History of the Disease
In our recent series, a prolonged interval (>36 months) between the primary tumor and the occurrence of the pancreatic metastasis was associated with improved survival. Of importance, a previous recurrence only affected disease-free but not overall survival (Strobel et al, 2009).
Pattern of Recurrent Disease
As expected, the presence of extrapancreatic disease is associated with shorter disease-free and overall survival (Strobel et al, 2009). This further highlights the importance of a thorough diagnostic workup to rule out local or extrapancreatic systemic recurrence of the primary tumor, as previously discussed.
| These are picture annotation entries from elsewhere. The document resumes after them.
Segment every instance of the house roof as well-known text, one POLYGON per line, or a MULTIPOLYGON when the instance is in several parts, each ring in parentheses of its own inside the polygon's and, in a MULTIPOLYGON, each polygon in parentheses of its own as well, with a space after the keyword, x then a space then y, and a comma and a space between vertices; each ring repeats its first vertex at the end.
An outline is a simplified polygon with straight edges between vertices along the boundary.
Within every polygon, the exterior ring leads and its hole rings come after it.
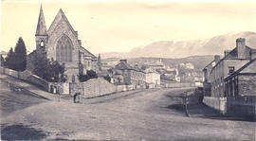
POLYGON ((119 69, 119 70, 130 69, 131 70, 133 69, 133 67, 125 62, 120 62, 115 66, 115 69, 119 69))
MULTIPOLYGON (((249 46, 247 46, 246 45, 246 49, 247 52, 248 50, 252 50, 249 46)), ((226 56, 224 56, 224 58, 222 58, 211 69, 211 72, 213 70, 213 68, 215 68, 223 60, 226 60, 226 59, 233 59, 237 57, 237 47, 235 47, 234 49, 232 49, 229 54, 227 54, 226 56)))
MULTIPOLYGON (((231 75, 229 75, 229 77, 227 77, 226 79, 224 79, 224 80, 226 81, 226 80, 228 80, 228 79, 229 79, 237 76, 238 74, 242 74, 242 71, 243 70, 245 70, 246 68, 249 67, 252 64, 256 64, 256 63, 253 63, 253 62, 256 62, 255 61, 256 61, 256 59, 250 61, 249 62, 247 62, 247 64, 245 64, 244 66, 242 66, 240 69, 238 69, 237 71, 233 72, 231 75)), ((252 72, 252 73, 255 73, 256 74, 256 71, 255 72, 252 72)))
POLYGON ((211 65, 211 63, 214 62, 214 60, 212 62, 210 62, 210 63, 208 63, 204 68, 203 70, 205 70, 209 65, 211 65))

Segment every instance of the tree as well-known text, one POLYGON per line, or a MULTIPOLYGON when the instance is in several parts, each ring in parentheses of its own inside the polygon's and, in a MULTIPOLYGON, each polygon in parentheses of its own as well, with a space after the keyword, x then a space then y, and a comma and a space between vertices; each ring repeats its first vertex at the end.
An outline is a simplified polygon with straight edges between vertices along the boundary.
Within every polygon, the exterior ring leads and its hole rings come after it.
POLYGON ((15 62, 14 69, 17 71, 26 70, 27 65, 27 49, 22 37, 19 38, 18 43, 14 48, 15 62))
POLYGON ((9 49, 8 56, 6 57, 6 64, 8 68, 16 71, 26 70, 27 65, 27 49, 23 39, 20 37, 14 51, 12 48, 9 49))
POLYGON ((6 61, 5 61, 5 59, 3 58, 2 55, 0 55, 0 56, 1 56, 0 66, 5 66, 6 61))
POLYGON ((64 82, 64 64, 48 60, 46 54, 35 53, 32 60, 33 74, 50 82, 64 82))
POLYGON ((107 75, 107 76, 105 76, 105 77, 103 77, 104 79, 105 79, 105 80, 107 80, 108 82, 110 82, 111 81, 111 78, 107 75))
POLYGON ((81 82, 86 81, 90 79, 97 79, 97 78, 98 78, 98 76, 97 76, 96 72, 93 70, 87 70, 86 75, 79 75, 79 80, 81 82))
POLYGON ((6 57, 5 66, 7 66, 9 69, 14 69, 15 68, 14 64, 15 64, 15 54, 11 47, 6 57))

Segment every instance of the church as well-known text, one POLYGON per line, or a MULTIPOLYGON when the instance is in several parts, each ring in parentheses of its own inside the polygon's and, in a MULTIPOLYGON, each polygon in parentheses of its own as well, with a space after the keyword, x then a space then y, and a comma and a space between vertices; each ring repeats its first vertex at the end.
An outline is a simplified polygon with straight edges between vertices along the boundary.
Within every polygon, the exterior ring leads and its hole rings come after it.
POLYGON ((47 29, 41 5, 35 42, 36 52, 45 53, 47 59, 64 63, 67 82, 79 82, 80 74, 99 70, 97 57, 82 46, 78 31, 71 26, 62 9, 47 29))

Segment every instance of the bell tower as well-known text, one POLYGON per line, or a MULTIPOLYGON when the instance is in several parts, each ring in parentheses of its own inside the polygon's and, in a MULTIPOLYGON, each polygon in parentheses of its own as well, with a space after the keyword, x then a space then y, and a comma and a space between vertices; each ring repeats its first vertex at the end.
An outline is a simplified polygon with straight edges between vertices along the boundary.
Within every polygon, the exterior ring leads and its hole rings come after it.
POLYGON ((40 7, 35 37, 36 37, 36 51, 44 54, 46 53, 46 44, 47 44, 48 35, 46 32, 46 26, 42 4, 40 7))

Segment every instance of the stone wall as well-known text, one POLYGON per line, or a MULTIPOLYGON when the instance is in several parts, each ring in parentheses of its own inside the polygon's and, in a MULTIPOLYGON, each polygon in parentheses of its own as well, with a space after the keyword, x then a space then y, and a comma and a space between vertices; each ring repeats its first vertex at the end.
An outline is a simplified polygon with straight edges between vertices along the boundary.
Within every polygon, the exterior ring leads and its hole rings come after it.
POLYGON ((167 83, 167 82, 162 82, 161 86, 164 87, 164 88, 194 87, 194 83, 189 83, 189 82, 167 83))
POLYGON ((27 80, 43 88, 45 91, 49 90, 48 82, 36 75, 29 76, 27 80))
POLYGON ((256 97, 256 75, 239 75, 239 95, 256 97))
POLYGON ((9 68, 1 67, 1 73, 6 74, 16 79, 20 79, 28 82, 31 82, 39 87, 43 88, 46 91, 48 91, 48 82, 38 76, 32 75, 31 72, 26 70, 23 72, 14 71, 9 68))
POLYGON ((256 97, 228 97, 227 112, 231 116, 256 120, 256 97))
POLYGON ((83 82, 84 96, 91 97, 117 92, 116 85, 108 82, 104 79, 91 79, 83 82))
POLYGON ((69 95, 74 96, 76 93, 83 94, 83 84, 82 82, 69 83, 69 95))
POLYGON ((84 97, 135 90, 134 85, 114 85, 102 78, 91 79, 84 82, 69 83, 69 92, 73 96, 81 93, 84 97))
POLYGON ((222 114, 225 114, 227 112, 226 97, 204 97, 203 102, 207 106, 220 111, 222 114))

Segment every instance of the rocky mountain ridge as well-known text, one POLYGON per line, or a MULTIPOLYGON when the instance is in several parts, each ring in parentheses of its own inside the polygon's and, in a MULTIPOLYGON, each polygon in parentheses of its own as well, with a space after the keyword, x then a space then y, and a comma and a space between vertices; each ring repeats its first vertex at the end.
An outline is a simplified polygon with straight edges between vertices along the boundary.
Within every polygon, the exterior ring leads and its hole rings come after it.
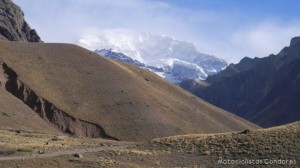
POLYGON ((300 37, 277 55, 244 58, 220 74, 208 77, 207 86, 185 83, 185 89, 204 100, 270 127, 300 120, 300 37))
POLYGON ((0 1, 0 40, 42 42, 25 21, 21 8, 11 0, 0 1))

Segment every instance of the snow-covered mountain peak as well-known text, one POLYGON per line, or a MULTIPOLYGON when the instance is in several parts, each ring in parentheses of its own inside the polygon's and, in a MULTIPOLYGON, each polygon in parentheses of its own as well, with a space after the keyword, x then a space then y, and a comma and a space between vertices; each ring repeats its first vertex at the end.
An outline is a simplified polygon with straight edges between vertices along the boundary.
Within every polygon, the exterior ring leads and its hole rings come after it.
POLYGON ((110 50, 105 56, 113 59, 129 60, 124 59, 125 55, 132 59, 129 61, 131 63, 138 62, 145 67, 158 68, 159 72, 154 72, 172 82, 176 81, 175 83, 186 79, 205 79, 227 66, 224 60, 199 52, 192 43, 155 33, 104 30, 97 35, 84 36, 78 45, 97 50, 102 55, 105 55, 105 50, 110 50), (100 52, 101 49, 104 50, 100 52), (121 56, 120 53, 124 55, 121 56), (118 56, 121 58, 117 58, 118 56))

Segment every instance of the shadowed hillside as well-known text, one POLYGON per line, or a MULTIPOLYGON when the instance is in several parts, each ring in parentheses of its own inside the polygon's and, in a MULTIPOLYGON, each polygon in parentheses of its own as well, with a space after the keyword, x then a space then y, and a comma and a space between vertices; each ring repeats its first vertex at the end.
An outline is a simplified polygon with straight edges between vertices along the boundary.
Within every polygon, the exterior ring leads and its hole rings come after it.
POLYGON ((120 140, 257 128, 149 71, 67 44, 0 42, 5 90, 78 136, 120 140))

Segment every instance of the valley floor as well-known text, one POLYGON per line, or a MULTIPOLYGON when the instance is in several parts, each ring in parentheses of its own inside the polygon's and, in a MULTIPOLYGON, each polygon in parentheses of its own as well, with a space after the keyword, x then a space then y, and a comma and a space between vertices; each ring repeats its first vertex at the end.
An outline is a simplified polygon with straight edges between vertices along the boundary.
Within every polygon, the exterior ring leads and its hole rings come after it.
POLYGON ((299 167, 299 162, 300 123, 141 143, 0 131, 0 167, 299 167))

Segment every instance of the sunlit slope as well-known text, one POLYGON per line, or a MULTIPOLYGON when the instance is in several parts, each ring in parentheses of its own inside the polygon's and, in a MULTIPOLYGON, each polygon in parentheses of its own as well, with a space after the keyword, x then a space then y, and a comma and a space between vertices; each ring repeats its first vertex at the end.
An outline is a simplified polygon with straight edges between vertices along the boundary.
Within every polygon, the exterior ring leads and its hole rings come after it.
POLYGON ((147 70, 75 45, 0 42, 0 53, 38 96, 120 140, 257 128, 147 70))

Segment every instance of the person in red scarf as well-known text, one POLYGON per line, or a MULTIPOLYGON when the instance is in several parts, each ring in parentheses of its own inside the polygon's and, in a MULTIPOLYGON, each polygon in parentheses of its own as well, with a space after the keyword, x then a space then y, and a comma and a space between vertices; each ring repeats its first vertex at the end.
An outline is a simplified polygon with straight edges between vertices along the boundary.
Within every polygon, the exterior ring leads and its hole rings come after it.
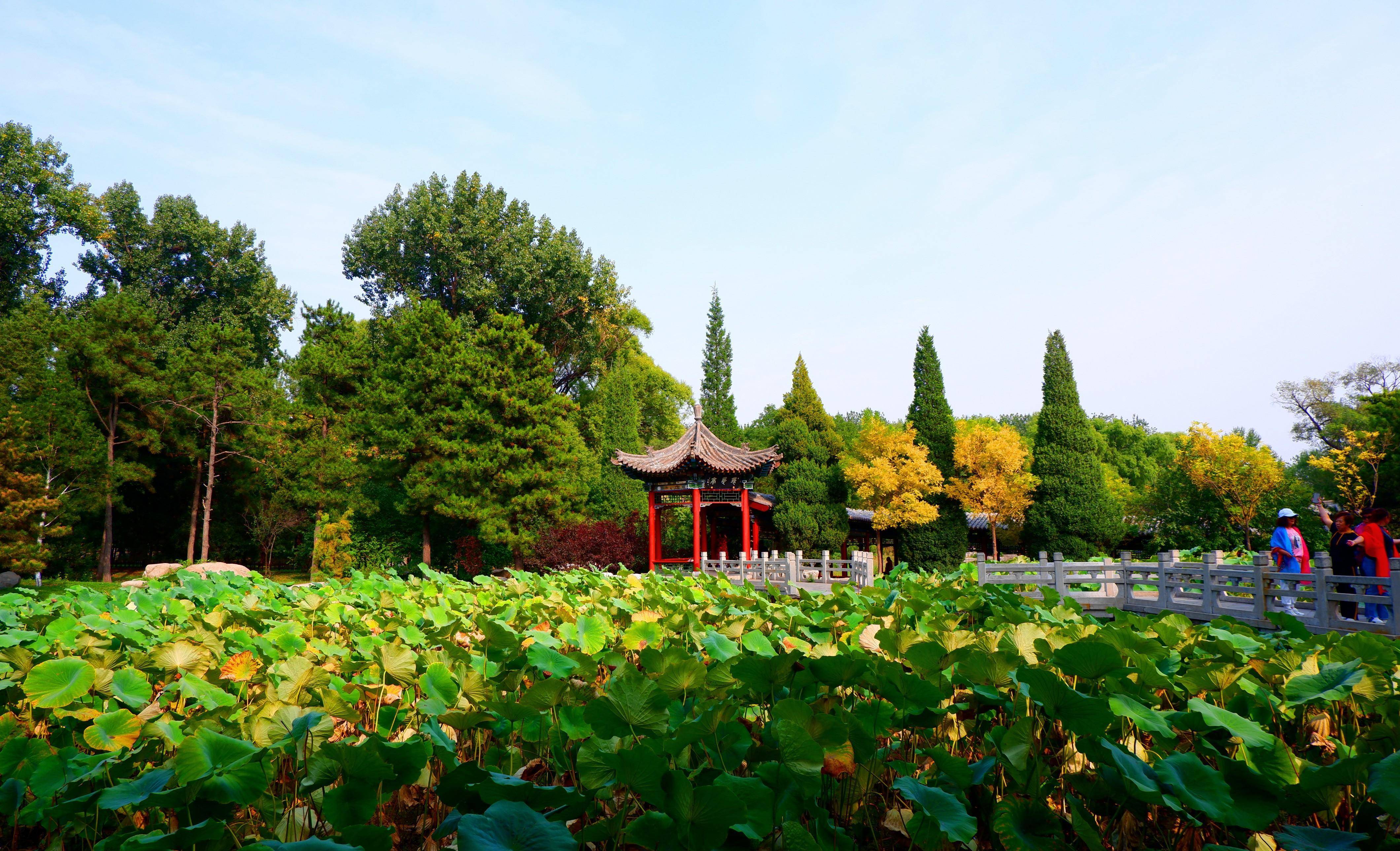
MULTIPOLYGON (((1386 532, 1386 526, 1390 525, 1390 512, 1385 508, 1372 508, 1364 516, 1366 522, 1357 526, 1357 536, 1361 539, 1361 575, 1389 577, 1390 558, 1396 554, 1396 542, 1386 532)), ((1365 593, 1380 596, 1385 592, 1379 585, 1369 585, 1365 593)), ((1385 623, 1390 620, 1390 606, 1366 603, 1362 616, 1371 623, 1385 623)))

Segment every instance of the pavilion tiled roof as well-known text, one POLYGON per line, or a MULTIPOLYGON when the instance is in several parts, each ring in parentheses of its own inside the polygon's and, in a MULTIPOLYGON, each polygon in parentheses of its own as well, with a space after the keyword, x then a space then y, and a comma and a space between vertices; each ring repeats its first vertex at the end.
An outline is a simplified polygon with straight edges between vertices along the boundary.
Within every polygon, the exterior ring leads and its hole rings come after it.
POLYGON ((749 449, 731 446, 714 435, 700 417, 700 406, 696 406, 696 420, 680 435, 680 439, 665 449, 647 448, 643 455, 633 455, 617 449, 612 462, 634 479, 659 479, 668 474, 687 474, 690 472, 715 473, 721 476, 739 476, 745 473, 766 474, 783 460, 783 453, 777 446, 767 449, 749 449), (767 469, 763 469, 767 467, 767 469), (762 470, 762 472, 760 472, 762 470))

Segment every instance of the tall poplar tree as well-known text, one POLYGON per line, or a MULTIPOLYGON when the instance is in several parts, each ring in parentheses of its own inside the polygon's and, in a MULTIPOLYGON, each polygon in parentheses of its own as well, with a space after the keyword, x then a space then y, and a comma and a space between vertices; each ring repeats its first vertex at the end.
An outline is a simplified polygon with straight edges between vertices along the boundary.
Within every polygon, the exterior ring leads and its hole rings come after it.
POLYGON ((710 323, 704 332, 704 377, 700 379, 700 406, 704 424, 727 444, 739 442, 739 417, 734 407, 734 344, 724 330, 720 290, 710 290, 710 323))
POLYGON ((850 532, 846 476, 839 463, 846 441, 816 395, 801 356, 777 416, 783 465, 776 470, 778 502, 773 525, 791 550, 840 549, 850 532))
POLYGON ((1123 518, 1103 481, 1093 430, 1079 405, 1074 364, 1058 330, 1046 337, 1043 402, 1030 473, 1040 480, 1026 511, 1023 540, 1033 550, 1081 560, 1119 536, 1123 518))
POLYGON ((35 139, 25 125, 0 123, 0 314, 45 284, 49 237, 97 238, 102 216, 94 200, 52 136, 35 139))
MULTIPOLYGON (((909 424, 917 432, 914 439, 928 446, 928 460, 944 474, 944 481, 952 481, 958 428, 944 392, 944 368, 927 325, 918 332, 914 350, 914 400, 909 405, 909 424)), ((960 564, 967 553, 967 514, 958 500, 944 493, 928 501, 938 508, 938 518, 900 533, 903 554, 916 570, 951 568, 960 564)))

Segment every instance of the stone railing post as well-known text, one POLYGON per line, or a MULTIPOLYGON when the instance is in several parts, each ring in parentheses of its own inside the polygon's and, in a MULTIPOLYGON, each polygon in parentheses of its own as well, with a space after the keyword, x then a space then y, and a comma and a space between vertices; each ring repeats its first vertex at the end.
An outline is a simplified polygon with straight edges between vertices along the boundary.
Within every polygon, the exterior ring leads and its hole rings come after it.
POLYGON ((1400 558, 1390 560, 1390 634, 1400 637, 1400 558))
POLYGON ((1215 579, 1211 570, 1224 556, 1219 550, 1201 554, 1201 614, 1215 614, 1215 579))
POLYGON ((1172 607, 1172 589, 1166 584, 1168 575, 1172 572, 1172 553, 1158 553, 1156 554, 1156 605, 1162 610, 1172 607))
POLYGON ((1128 610, 1128 603, 1133 600, 1133 553, 1123 550, 1119 553, 1119 607, 1124 612, 1128 610))
POLYGON ((1327 578, 1331 577, 1330 567, 1320 567, 1313 570, 1313 591, 1317 596, 1313 598, 1313 619, 1317 621, 1317 628, 1330 630, 1331 628, 1331 599, 1327 588, 1327 578))
POLYGON ((1268 591, 1264 588, 1264 568, 1268 567, 1268 553, 1254 554, 1254 617, 1264 620, 1268 613, 1268 591))

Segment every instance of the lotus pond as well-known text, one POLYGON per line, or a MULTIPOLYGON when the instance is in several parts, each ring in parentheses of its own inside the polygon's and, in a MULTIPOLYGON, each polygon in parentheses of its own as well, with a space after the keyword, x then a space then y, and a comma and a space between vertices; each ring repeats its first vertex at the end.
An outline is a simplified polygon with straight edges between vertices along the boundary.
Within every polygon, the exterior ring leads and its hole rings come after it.
POLYGON ((14 848, 1400 847, 1400 656, 895 571, 0 598, 14 848))

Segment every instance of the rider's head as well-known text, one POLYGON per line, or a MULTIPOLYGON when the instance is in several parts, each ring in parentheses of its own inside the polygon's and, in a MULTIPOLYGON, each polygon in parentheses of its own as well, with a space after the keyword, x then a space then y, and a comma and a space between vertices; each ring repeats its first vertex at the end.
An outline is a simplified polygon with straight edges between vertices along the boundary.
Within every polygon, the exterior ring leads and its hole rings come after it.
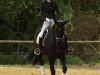
POLYGON ((51 0, 47 0, 47 2, 51 2, 51 0))

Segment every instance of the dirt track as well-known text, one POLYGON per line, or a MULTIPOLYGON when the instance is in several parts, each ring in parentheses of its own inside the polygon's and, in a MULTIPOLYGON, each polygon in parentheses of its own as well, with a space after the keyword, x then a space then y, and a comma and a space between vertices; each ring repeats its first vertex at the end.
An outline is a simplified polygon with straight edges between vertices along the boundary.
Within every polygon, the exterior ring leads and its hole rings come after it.
MULTIPOLYGON (((41 72, 39 68, 1 65, 0 75, 41 75, 41 72)), ((50 75, 49 69, 46 75, 50 75)), ((62 75, 60 68, 56 68, 56 75, 62 75)), ((67 75, 100 75, 100 66, 69 66, 67 75)))

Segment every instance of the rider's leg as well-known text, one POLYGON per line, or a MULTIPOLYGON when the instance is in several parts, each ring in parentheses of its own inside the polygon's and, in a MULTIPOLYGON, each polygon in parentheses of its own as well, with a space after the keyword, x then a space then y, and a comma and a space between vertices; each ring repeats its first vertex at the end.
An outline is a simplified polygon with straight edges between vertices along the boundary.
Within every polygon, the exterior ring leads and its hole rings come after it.
POLYGON ((65 38, 65 51, 66 51, 66 53, 68 53, 67 36, 66 36, 66 35, 64 35, 64 38, 65 38))
POLYGON ((50 22, 44 21, 41 32, 38 34, 36 42, 39 45, 40 50, 43 47, 43 44, 42 44, 42 42, 43 42, 43 33, 50 25, 51 25, 51 21, 50 22))

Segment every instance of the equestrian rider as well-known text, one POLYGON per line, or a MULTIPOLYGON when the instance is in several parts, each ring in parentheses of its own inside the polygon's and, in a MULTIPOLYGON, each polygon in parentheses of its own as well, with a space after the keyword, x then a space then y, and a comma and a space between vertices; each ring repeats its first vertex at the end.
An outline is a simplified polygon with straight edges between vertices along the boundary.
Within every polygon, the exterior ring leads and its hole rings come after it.
MULTIPOLYGON (((36 40, 40 50, 43 47, 42 45, 43 33, 50 25, 53 25, 54 23, 57 22, 58 14, 59 14, 59 9, 57 3, 54 2, 53 0, 45 0, 41 3, 41 15, 44 19, 44 23, 36 40)), ((66 37, 65 45, 67 46, 67 37, 66 37)), ((68 51, 67 47, 66 47, 66 51, 68 51)))

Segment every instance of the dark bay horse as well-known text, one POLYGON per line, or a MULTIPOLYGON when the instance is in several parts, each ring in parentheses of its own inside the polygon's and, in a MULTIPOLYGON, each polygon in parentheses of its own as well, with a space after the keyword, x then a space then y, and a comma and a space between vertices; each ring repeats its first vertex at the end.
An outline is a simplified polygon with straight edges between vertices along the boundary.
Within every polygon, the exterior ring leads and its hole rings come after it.
MULTIPOLYGON (((47 33, 44 36, 44 41, 43 41, 44 48, 42 49, 40 55, 35 56, 35 61, 38 61, 41 65, 42 75, 45 74, 44 67, 43 67, 44 61, 42 59, 44 54, 48 57, 51 75, 55 75, 54 63, 57 58, 60 59, 61 61, 63 75, 66 74, 67 71, 66 59, 65 59, 66 52, 64 49, 65 48, 64 25, 65 24, 66 22, 58 21, 56 25, 52 25, 48 28, 47 33)), ((37 31, 36 37, 38 33, 39 31, 37 31)), ((34 56, 34 53, 31 55, 34 56)))

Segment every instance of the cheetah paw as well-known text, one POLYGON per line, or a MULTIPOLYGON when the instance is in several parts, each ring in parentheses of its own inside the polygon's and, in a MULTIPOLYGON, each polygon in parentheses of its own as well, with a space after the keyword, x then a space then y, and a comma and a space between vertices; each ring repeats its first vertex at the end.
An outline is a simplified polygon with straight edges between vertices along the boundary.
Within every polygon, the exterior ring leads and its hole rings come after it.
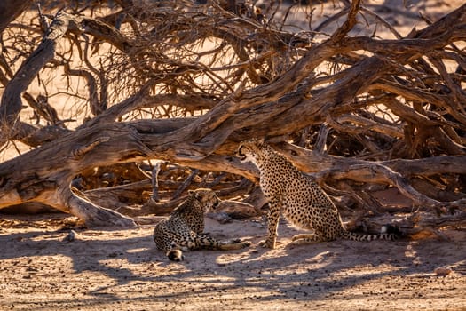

However, the survival results show that additional extrapancreatic disease should not necessarily preclude a patient from resection if the pattern is not multifocal/diffuse and if a complete resection can be expected.
Local Resectability, Patient Comorbidities, and Operative Risk
Given the lack of studies to evaluate factors that determine local resectability of pancreatic metastases, the same parameters used for primary pancreatic malignancies can be applied and typically involve assessment of mesenteric vascular and/or adjacent organ involvement (see Chapter 62A).
Technique of Resection for Pancreatic Metastases (See Chapter 62A)
No studies have compared different techniques of pancreatic resection, and most larger studies only describe radical resections. However, in one report, a high rate of pancreatic recurrence was observed after limited resections (Bassi et al, 2003). In our series, we performed standard partial resections but avoided total pancreatectomy whenever possible and observed only two pancreatic recurrences after 30 partial (6.7%) pancreatectomies (Strobel et al, 2009). Because pancreatic metastases are frequently multifocal (Fig. 60.2), a thorough exploration of the pancreatic remnant by palpation and ultrasound is mandatory whenever a partial pancreatectomy is performed (Zerbi et al, 2008). Because the two largest series showed that pancreatic metastases are associated with peripancreatic lymph node metastases in 26% to 30% of patients (Reddy et al, 2008; Strobel et al, 2009), a standard peripancreatic lymphadenectomy should be performed during pancreatic resection for metastases. To achieve curative resection, multivisceral resections should be performed if the operative risk and potential benefit are acceptable.